One Channel = No Freedom

Just over a year ago, I had a problem with a freelance website. I was making reasonably good money – and most of my money – from this one site, so naturally I put a lot of effort into it. I was writing pitches, doing customer service, finally getting consistent, real work with an increasing amount of pay. It was all going well, to the point where I’d scaled down other operations to make time for it.

One day, I got an email from support. “Your account has been disabled.”

What?

I aged about twenty years on that morning. I got through to support eventually, and apparently one of my clients had been dicking around with fake IP addresses and issuing chargebacks and doing all those sorts of things that scammers do.

Of course, this had absolutely nothing to do with me but my account was involved – in fact, I’d lost money as well due to the chargebacks – but my account got automatically flagged.
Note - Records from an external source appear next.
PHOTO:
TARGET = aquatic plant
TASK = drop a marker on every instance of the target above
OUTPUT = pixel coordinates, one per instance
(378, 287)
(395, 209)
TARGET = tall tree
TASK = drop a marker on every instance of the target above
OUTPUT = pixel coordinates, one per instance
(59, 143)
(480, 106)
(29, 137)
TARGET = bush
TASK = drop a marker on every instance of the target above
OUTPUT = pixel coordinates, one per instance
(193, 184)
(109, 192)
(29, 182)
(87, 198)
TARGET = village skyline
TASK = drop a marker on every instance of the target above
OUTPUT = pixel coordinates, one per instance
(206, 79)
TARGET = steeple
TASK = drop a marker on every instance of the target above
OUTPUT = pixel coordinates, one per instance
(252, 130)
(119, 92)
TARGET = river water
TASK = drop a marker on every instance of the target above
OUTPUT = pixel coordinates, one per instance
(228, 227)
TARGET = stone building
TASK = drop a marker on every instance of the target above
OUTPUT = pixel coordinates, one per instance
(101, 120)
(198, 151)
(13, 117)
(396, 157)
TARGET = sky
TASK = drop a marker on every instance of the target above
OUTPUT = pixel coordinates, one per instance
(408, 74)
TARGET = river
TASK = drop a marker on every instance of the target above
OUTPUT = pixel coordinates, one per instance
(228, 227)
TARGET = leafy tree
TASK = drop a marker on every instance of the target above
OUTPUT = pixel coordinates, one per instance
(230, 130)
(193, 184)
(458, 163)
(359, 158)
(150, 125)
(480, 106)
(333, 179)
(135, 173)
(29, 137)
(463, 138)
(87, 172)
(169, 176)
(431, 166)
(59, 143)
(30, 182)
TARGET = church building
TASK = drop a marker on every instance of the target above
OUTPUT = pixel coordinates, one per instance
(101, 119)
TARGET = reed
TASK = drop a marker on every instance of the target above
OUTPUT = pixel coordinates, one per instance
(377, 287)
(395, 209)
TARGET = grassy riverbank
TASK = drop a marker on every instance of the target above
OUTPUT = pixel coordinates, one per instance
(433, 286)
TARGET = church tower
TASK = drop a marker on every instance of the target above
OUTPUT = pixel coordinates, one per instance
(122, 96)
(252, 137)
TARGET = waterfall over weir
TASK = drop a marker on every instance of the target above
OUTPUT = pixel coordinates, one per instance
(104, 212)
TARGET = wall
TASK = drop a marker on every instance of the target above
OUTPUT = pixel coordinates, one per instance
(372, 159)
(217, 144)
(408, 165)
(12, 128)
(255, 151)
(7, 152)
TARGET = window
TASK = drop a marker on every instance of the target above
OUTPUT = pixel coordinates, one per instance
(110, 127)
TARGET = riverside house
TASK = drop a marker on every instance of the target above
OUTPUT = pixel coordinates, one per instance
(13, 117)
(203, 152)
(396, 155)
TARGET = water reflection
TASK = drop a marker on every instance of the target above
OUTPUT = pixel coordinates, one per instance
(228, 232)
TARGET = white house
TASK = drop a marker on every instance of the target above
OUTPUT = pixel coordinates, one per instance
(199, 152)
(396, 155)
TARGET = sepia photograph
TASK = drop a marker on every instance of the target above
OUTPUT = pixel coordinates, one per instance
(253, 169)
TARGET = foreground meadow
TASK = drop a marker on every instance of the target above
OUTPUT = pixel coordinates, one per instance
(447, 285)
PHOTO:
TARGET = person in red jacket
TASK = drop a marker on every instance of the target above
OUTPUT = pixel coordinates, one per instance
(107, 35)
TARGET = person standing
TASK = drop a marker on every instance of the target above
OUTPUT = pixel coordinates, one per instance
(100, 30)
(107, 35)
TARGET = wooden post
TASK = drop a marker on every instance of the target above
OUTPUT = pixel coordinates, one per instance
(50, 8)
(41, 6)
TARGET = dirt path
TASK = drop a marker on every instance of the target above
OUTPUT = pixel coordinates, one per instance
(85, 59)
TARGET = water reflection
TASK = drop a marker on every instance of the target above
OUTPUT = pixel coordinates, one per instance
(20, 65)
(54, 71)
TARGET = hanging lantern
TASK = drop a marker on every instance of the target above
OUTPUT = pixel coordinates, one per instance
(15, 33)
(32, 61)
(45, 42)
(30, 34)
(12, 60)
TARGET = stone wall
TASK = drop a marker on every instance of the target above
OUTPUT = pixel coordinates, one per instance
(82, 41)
To cut a long story short, this got sorted out eventually. My account was fully restored and I could access the money in my account and whatnot.
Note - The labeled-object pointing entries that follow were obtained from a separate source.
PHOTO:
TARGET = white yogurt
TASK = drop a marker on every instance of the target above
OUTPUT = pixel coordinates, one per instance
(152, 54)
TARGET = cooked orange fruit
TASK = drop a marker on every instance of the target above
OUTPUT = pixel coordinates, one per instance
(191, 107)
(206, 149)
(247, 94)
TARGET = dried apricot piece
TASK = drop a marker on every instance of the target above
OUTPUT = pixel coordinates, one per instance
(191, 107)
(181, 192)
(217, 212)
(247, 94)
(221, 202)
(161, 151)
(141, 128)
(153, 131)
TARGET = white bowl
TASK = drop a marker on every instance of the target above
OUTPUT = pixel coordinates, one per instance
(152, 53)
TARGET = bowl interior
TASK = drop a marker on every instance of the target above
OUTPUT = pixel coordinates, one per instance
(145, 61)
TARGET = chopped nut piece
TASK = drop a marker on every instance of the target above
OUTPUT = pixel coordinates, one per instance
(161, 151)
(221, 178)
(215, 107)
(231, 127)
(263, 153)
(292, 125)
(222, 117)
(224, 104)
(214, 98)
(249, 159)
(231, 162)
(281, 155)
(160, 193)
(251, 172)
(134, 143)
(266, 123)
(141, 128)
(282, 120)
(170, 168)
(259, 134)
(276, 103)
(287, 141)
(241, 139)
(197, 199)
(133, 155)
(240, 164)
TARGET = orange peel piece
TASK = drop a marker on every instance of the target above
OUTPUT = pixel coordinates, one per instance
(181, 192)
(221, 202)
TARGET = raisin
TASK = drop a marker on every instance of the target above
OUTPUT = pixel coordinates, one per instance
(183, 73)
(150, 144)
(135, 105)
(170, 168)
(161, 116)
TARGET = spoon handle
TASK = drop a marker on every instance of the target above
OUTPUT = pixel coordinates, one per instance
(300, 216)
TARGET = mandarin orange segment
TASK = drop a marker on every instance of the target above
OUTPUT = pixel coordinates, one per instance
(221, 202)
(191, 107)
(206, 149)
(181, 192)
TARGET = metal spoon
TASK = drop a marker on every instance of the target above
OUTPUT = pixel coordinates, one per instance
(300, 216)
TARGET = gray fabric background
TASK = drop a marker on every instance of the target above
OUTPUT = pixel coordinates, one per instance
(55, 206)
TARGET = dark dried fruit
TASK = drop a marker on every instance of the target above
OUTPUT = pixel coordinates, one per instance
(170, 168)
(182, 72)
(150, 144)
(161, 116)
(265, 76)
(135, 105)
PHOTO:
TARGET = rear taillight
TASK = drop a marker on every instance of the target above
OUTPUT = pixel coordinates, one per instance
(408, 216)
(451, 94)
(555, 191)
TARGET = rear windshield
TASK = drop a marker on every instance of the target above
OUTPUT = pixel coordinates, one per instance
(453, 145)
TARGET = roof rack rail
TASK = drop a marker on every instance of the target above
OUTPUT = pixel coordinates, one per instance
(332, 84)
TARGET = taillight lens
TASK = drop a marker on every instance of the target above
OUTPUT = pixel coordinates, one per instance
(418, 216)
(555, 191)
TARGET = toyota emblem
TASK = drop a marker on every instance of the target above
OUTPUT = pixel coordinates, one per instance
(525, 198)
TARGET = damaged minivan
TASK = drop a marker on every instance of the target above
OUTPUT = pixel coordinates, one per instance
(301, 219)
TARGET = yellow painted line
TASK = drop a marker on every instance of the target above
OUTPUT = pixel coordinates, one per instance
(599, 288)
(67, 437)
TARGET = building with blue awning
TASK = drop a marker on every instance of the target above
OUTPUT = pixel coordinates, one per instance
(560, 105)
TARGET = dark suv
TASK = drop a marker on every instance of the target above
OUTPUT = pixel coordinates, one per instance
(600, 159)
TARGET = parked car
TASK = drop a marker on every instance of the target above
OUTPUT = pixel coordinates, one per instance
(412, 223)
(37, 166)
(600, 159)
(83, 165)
However, it showed me an important thing: Freelance websites are not your friend. They are not your business. They are not your employer.

I was stupid for spending all my time on one sales channel. When it comes to freelance websites, I can think of about ten off the top of my head, and you should be on all of them.

You should also be seeking work from outside freelance websites and in the real world. You should probably also be offering services completely outside of freelance writing. More channels = more security.

Now, if I never got another order from one freelance website again, I’d be a bit irritated at the dip in income, but at least I wouldn’t be worried about my future, my income and client list.

What About Books?

A writer is lucky in that one piece of intellectual property can create multiple assets. I can write a single book, and with a bit of effort and investment, I could have:

  • A course
  • An e-book
  • A Paperback
  • A Hardback/Limited Edition Type Thing
  • An Audiobook
  • A Video course (if that’s applicable)
  • A Seminar (if that’s applicable)
  • A Workbook (if that’s applicable)

 

Added to that division, you can sell all of those products in multiple places. In fact, if you were to split every book you wrote into all of those things, you’d have a near limitless amount of different sales channels to pursue. That’s with a single piece of work. Once you’ve worked out how to sell into those channels, it’ll take you a few hours to make your product available in all of these places.

 

If that sounds good, then think about what happens when you have five, ten or fifty books. If you write at pulp speed, you can easily write ten books in a year. Following the process above and saying you create an e-book, paperback and audiobook and sell each one of those things in five places, you’re taking ten books and creating one-hundred-and-fifty sales channels.

 

It doesn’t take much mathematical skill to work out that having products available in one-hundred-and-fifty places available is going to add up quickly even if you only make one sale per book per week per channel.

 Final Thoughts

Creating your product or service is the hard part. Sure, you have to market your business and its assets. Sure, it takes time to write pitches or create book covers. However, the hard part is in doing the thing that makes you the money, whether that’s writing articles, books or something else.

Once you have done the hard part, selling it in the digital age is relatively trivial. You upload a profile, pitch or pdf to somewhere on the internet and then point people to those places.

Learning to upload your book to Amazon is easy. Learning to upload it to B&N or Apple is just as easy. It’ll take you five minutes to do each one, and you can input the same information for all of them, so it’s not any more difficult. The upside is huge though.

Freelance and copywriting is the same. If you’ve joined one freelancer site, you’ve joined them all – so you might as well actually do that. You aren’t gaining anything from going exclusive with any of these places, so why would you?

Think of yourself as a supplier with an unlimited amount of product, get yourself into more sales channels and reap the rewards long-term.